Ireland Under-20 captain Reuben Crothers spoke of his immense pride as he reflected on a campaign that produced only the third Irish Grand Slam at this age grade.
Following in the footsteps of the 2007 and 2019 teams, Crothers and his team-mates completed the Championship clean sweep with a brilliant 59-5 win over a gallant Scotland in Cork.
It was their fourth bonus point victory out of five and stretched Ireland’s unbeaten home record in the U-20 Six Nations to eight games – with all eight seeing them score 30 points or more.
“Honestly I couldn’t be prouder of the boys,” admitted a beaming Crothers afterwards. “They put in some shift. Credit to the lads in the matchday 23, but it wasn’t just them. We had a huge squad coming into the Six Nations.
“Credit to the families, the support staff, everyone that’s supported the boys tonight. You know, it wouldn’t have happened without them.”
Richie Murphy’s youngsters were determined to thank the 8,008-strong Musgrave Park crowd with a big final performance, delivering nine tries with UCD winger Fionn Gibbons scoring two of them.
They have diligently gone about their business each week, building some impressive combinations across the pitch, the pack gobbling up the metres and the backs, including top try scorer Matthew Devine, ruthlessly sharp in their finishing.
A relatively clean bill of health – apart from Ben Brownlee’s broken hand – allowed Ireland to put together a settled, multi-skilled side as the tournament progressed, with the 18-year-old Conor O’Tighearnaigh notably combining with Mark Morrissey in an ever-present lock pairing.
The likes of Ulster centres Jude Postlethwaite and Ben Carson also bounced back from recent injuries to feature during the latter rounds. The squad’s approach never changed from their ‘win the next moment’ mantra.

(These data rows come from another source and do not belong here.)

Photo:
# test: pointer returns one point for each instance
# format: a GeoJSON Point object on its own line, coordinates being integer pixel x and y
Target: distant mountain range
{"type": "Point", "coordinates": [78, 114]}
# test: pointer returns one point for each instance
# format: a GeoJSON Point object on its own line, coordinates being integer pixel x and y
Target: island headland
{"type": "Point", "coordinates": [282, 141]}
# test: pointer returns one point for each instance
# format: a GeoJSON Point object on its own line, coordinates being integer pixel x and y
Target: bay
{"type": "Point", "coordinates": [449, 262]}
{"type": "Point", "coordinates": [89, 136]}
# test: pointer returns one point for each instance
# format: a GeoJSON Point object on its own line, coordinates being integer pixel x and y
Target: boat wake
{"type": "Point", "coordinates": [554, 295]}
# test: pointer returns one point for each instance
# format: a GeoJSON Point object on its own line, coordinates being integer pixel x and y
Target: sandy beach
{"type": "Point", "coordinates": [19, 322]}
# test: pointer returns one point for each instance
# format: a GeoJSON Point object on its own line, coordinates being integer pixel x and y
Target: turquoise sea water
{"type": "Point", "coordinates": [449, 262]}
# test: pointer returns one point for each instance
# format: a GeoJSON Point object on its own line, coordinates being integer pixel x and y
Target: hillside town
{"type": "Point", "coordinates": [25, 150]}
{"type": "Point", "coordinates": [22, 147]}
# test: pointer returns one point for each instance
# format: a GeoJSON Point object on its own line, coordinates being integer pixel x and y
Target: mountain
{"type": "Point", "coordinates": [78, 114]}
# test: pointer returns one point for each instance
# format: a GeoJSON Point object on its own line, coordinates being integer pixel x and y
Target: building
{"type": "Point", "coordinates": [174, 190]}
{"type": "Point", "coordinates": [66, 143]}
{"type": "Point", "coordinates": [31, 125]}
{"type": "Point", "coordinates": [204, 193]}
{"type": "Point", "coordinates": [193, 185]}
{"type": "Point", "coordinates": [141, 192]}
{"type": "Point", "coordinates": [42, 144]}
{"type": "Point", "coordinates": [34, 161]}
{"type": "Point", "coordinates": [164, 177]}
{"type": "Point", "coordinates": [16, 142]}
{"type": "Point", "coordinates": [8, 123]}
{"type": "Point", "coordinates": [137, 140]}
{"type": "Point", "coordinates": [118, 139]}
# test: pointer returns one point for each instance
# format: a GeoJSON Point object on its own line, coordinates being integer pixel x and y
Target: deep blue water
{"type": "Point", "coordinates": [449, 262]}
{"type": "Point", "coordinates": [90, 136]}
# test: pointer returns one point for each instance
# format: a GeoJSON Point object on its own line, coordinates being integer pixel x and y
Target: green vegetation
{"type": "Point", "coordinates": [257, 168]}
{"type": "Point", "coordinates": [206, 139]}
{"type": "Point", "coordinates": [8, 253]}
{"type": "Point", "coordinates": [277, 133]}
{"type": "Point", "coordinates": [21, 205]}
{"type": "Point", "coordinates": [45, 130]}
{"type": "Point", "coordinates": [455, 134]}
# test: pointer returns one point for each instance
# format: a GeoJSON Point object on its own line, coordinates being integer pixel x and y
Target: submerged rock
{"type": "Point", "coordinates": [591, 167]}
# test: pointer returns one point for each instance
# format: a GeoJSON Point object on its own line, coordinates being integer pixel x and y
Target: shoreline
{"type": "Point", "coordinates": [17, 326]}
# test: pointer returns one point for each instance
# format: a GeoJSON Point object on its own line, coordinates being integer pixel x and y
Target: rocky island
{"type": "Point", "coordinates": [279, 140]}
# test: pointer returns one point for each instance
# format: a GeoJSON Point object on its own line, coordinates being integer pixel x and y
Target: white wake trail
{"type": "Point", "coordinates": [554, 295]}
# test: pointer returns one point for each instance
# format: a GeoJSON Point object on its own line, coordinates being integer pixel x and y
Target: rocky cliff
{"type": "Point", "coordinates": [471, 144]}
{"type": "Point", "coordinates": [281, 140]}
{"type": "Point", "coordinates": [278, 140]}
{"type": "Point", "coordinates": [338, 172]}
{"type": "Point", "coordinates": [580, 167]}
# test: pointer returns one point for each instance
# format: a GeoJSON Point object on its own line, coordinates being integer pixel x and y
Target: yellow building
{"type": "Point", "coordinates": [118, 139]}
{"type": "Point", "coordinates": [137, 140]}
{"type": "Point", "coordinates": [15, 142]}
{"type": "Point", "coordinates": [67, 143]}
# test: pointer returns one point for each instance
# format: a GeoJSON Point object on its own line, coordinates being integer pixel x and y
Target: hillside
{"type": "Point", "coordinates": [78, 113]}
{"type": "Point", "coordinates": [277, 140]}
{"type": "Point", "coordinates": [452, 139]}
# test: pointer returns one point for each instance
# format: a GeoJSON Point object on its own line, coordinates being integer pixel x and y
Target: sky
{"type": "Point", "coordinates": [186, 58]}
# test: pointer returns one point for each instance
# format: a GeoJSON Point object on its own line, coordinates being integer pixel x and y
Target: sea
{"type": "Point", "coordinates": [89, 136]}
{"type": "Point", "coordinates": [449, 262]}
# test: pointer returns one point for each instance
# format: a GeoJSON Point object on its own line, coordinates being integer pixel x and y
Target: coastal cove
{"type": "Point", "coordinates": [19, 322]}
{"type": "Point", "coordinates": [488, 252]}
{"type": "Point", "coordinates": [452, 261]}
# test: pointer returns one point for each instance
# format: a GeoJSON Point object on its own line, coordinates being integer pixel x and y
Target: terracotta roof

Crothers added: “I think most importantly we just take every moment as it comes. We’ve always got that attitude – win the next moment, win the next moment.

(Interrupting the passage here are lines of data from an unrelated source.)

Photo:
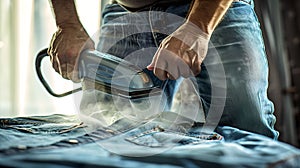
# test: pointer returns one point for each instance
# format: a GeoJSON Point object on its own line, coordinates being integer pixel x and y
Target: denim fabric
{"type": "Point", "coordinates": [236, 48]}
{"type": "Point", "coordinates": [79, 148]}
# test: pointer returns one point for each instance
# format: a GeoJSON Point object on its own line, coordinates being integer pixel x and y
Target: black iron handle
{"type": "Point", "coordinates": [40, 56]}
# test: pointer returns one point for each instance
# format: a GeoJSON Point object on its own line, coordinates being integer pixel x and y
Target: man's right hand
{"type": "Point", "coordinates": [65, 47]}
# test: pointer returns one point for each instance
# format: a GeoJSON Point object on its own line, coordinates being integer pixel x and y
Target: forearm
{"type": "Point", "coordinates": [206, 14]}
{"type": "Point", "coordinates": [65, 13]}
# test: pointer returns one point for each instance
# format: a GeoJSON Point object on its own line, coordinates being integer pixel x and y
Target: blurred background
{"type": "Point", "coordinates": [26, 27]}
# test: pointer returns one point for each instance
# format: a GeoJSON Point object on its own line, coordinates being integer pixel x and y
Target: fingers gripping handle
{"type": "Point", "coordinates": [40, 56]}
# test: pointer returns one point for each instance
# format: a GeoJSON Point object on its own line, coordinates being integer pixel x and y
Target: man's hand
{"type": "Point", "coordinates": [181, 53]}
{"type": "Point", "coordinates": [66, 45]}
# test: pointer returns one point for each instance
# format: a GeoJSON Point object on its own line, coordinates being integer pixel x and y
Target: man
{"type": "Point", "coordinates": [182, 49]}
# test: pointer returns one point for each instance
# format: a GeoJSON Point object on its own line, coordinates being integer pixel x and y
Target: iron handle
{"type": "Point", "coordinates": [40, 56]}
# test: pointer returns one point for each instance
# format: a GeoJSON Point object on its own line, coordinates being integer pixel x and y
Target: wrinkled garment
{"type": "Point", "coordinates": [233, 80]}
{"type": "Point", "coordinates": [25, 142]}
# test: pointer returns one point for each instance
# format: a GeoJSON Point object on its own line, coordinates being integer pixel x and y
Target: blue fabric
{"type": "Point", "coordinates": [234, 76]}
{"type": "Point", "coordinates": [71, 146]}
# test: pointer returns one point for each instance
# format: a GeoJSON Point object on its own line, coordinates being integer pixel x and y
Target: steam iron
{"type": "Point", "coordinates": [106, 73]}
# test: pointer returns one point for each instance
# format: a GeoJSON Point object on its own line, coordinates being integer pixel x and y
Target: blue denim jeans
{"type": "Point", "coordinates": [234, 74]}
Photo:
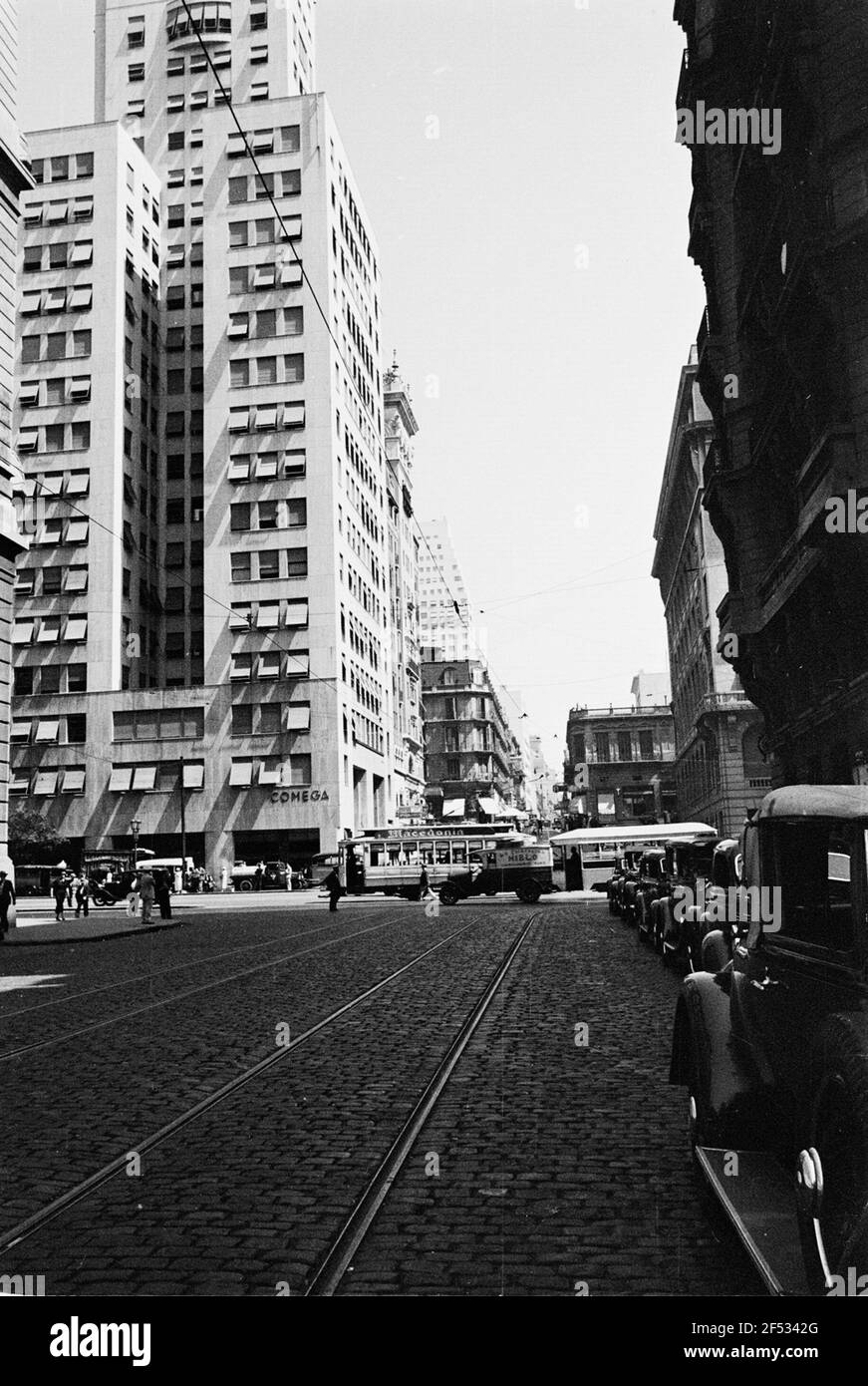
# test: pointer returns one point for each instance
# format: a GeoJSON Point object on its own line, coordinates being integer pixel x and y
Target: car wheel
{"type": "Point", "coordinates": [839, 1133]}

“That just keeps us resetting every time to continuously get better and improve every week. This crowd’s been amazing, throughout the three games we’ve had here in Cork. The boys thrive off it.”

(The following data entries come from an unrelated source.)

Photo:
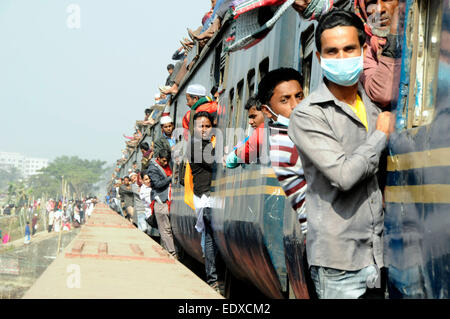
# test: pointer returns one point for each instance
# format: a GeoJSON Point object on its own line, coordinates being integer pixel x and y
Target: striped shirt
{"type": "Point", "coordinates": [286, 163]}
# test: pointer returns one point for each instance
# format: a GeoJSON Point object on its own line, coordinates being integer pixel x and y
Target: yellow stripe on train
{"type": "Point", "coordinates": [427, 194]}
{"type": "Point", "coordinates": [236, 192]}
{"type": "Point", "coordinates": [257, 174]}
{"type": "Point", "coordinates": [429, 158]}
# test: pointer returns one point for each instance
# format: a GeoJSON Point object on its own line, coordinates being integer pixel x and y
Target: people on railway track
{"type": "Point", "coordinates": [160, 175]}
{"type": "Point", "coordinates": [126, 195]}
{"type": "Point", "coordinates": [250, 149]}
{"type": "Point", "coordinates": [340, 134]}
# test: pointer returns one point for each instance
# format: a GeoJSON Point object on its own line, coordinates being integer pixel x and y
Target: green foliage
{"type": "Point", "coordinates": [71, 174]}
{"type": "Point", "coordinates": [9, 175]}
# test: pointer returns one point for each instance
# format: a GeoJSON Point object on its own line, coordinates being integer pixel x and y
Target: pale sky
{"type": "Point", "coordinates": [75, 91]}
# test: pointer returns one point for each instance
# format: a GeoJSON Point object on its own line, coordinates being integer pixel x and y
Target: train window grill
{"type": "Point", "coordinates": [230, 108]}
{"type": "Point", "coordinates": [263, 68]}
{"type": "Point", "coordinates": [239, 106]}
{"type": "Point", "coordinates": [251, 82]}
{"type": "Point", "coordinates": [249, 92]}
{"type": "Point", "coordinates": [306, 57]}
{"type": "Point", "coordinates": [224, 62]}
{"type": "Point", "coordinates": [424, 40]}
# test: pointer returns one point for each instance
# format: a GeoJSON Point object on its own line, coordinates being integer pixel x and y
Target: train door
{"type": "Point", "coordinates": [417, 202]}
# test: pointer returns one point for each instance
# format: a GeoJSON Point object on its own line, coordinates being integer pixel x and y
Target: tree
{"type": "Point", "coordinates": [80, 176]}
{"type": "Point", "coordinates": [9, 175]}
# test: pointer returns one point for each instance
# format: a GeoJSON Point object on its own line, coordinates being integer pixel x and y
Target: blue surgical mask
{"type": "Point", "coordinates": [343, 72]}
{"type": "Point", "coordinates": [282, 120]}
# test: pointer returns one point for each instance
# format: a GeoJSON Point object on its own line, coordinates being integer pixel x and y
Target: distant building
{"type": "Point", "coordinates": [26, 165]}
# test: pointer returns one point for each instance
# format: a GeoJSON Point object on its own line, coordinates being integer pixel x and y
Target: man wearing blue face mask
{"type": "Point", "coordinates": [340, 134]}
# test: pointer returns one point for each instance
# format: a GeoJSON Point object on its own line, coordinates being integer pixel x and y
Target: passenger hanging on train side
{"type": "Point", "coordinates": [139, 208]}
{"type": "Point", "coordinates": [340, 134]}
{"type": "Point", "coordinates": [145, 196]}
{"type": "Point", "coordinates": [279, 92]}
{"type": "Point", "coordinates": [160, 175]}
{"type": "Point", "coordinates": [250, 149]}
{"type": "Point", "coordinates": [147, 154]}
{"type": "Point", "coordinates": [201, 155]}
{"type": "Point", "coordinates": [198, 101]}
{"type": "Point", "coordinates": [382, 60]}
{"type": "Point", "coordinates": [166, 141]}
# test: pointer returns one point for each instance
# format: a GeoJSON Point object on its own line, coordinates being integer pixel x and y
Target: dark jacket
{"type": "Point", "coordinates": [202, 165]}
{"type": "Point", "coordinates": [160, 182]}
{"type": "Point", "coordinates": [161, 143]}
{"type": "Point", "coordinates": [126, 195]}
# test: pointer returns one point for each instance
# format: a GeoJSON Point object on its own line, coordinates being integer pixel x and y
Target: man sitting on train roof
{"type": "Point", "coordinates": [340, 135]}
{"type": "Point", "coordinates": [279, 92]}
{"type": "Point", "coordinates": [382, 61]}
{"type": "Point", "coordinates": [251, 150]}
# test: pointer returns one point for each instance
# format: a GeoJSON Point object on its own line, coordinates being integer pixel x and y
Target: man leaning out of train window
{"type": "Point", "coordinates": [279, 92]}
{"type": "Point", "coordinates": [201, 155]}
{"type": "Point", "coordinates": [340, 135]}
{"type": "Point", "coordinates": [382, 59]}
{"type": "Point", "coordinates": [249, 150]}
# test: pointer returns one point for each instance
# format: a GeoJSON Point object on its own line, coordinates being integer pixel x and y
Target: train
{"type": "Point", "coordinates": [257, 232]}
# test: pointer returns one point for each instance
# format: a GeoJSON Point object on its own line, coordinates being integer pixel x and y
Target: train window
{"type": "Point", "coordinates": [263, 68]}
{"type": "Point", "coordinates": [306, 57]}
{"type": "Point", "coordinates": [239, 106]}
{"type": "Point", "coordinates": [425, 25]}
{"type": "Point", "coordinates": [217, 64]}
{"type": "Point", "coordinates": [251, 82]}
{"type": "Point", "coordinates": [250, 91]}
{"type": "Point", "coordinates": [224, 62]}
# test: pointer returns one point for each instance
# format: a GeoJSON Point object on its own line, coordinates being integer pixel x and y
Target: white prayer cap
{"type": "Point", "coordinates": [165, 120]}
{"type": "Point", "coordinates": [196, 89]}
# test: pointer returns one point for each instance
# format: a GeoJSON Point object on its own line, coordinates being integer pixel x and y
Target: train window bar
{"type": "Point", "coordinates": [263, 68]}
{"type": "Point", "coordinates": [306, 57]}
{"type": "Point", "coordinates": [424, 37]}
{"type": "Point", "coordinates": [239, 106]}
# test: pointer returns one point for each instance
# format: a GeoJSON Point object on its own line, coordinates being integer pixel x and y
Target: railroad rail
{"type": "Point", "coordinates": [110, 259]}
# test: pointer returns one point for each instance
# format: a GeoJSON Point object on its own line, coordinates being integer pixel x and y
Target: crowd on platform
{"type": "Point", "coordinates": [324, 148]}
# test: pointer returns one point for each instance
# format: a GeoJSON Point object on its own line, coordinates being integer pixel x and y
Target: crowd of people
{"type": "Point", "coordinates": [324, 148]}
{"type": "Point", "coordinates": [60, 215]}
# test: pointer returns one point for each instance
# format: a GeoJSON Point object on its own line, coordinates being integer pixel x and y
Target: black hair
{"type": "Point", "coordinates": [164, 153]}
{"type": "Point", "coordinates": [269, 82]}
{"type": "Point", "coordinates": [339, 18]}
{"type": "Point", "coordinates": [144, 146]}
{"type": "Point", "coordinates": [253, 102]}
{"type": "Point", "coordinates": [214, 90]}
{"type": "Point", "coordinates": [208, 115]}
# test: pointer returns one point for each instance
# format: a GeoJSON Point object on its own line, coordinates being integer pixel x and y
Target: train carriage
{"type": "Point", "coordinates": [256, 229]}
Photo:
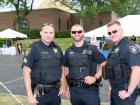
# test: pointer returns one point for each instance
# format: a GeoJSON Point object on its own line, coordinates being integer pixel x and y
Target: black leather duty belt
{"type": "Point", "coordinates": [80, 83]}
{"type": "Point", "coordinates": [41, 89]}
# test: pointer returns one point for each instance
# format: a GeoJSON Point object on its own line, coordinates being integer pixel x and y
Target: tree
{"type": "Point", "coordinates": [125, 7]}
{"type": "Point", "coordinates": [22, 9]}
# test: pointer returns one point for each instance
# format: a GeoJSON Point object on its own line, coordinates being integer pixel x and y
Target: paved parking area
{"type": "Point", "coordinates": [11, 75]}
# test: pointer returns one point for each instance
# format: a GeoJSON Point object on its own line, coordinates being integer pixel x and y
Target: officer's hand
{"type": "Point", "coordinates": [32, 100]}
{"type": "Point", "coordinates": [62, 91]}
{"type": "Point", "coordinates": [67, 94]}
{"type": "Point", "coordinates": [89, 80]}
{"type": "Point", "coordinates": [123, 94]}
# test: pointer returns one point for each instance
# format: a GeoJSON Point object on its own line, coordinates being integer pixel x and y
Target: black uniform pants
{"type": "Point", "coordinates": [116, 100]}
{"type": "Point", "coordinates": [50, 98]}
{"type": "Point", "coordinates": [84, 96]}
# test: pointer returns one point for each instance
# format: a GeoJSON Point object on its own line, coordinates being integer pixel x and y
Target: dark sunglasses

On the biggest day of their rugby careers so far, Murphy’s charges showed admirable composure to cope with the weight of expectation, going into the game as heavy favourites given their own form and Scotland’s recent poor run of results.
Crothers said they stuck to the formula which served them so well in recent weeks, maintaining a steely focus despite the inevitable distractions that a Grand Slam decider brings both in camp and outside of it.
“This morning we spoke about not taking anything for granted, that we would go through our usual processes and give Scotland the respect they deserve,” explained the Ulster Academy back rower, who plays his club rugby with Ballynahinch.
“For periods of the game Scotland were dangerous. I am really proud of the boys, the way they stood up tonight.
“I don’t think we ever sat back and thought, ‘we’ve got this’. We just kept pushing ourselves to get better and put more points on the board.
“I just wanted to build a score that we felt we deserved. It’s unbelievable for me (as captain), but it is not a one-person show as you can see out there. I’m looking forward to the celebrations.”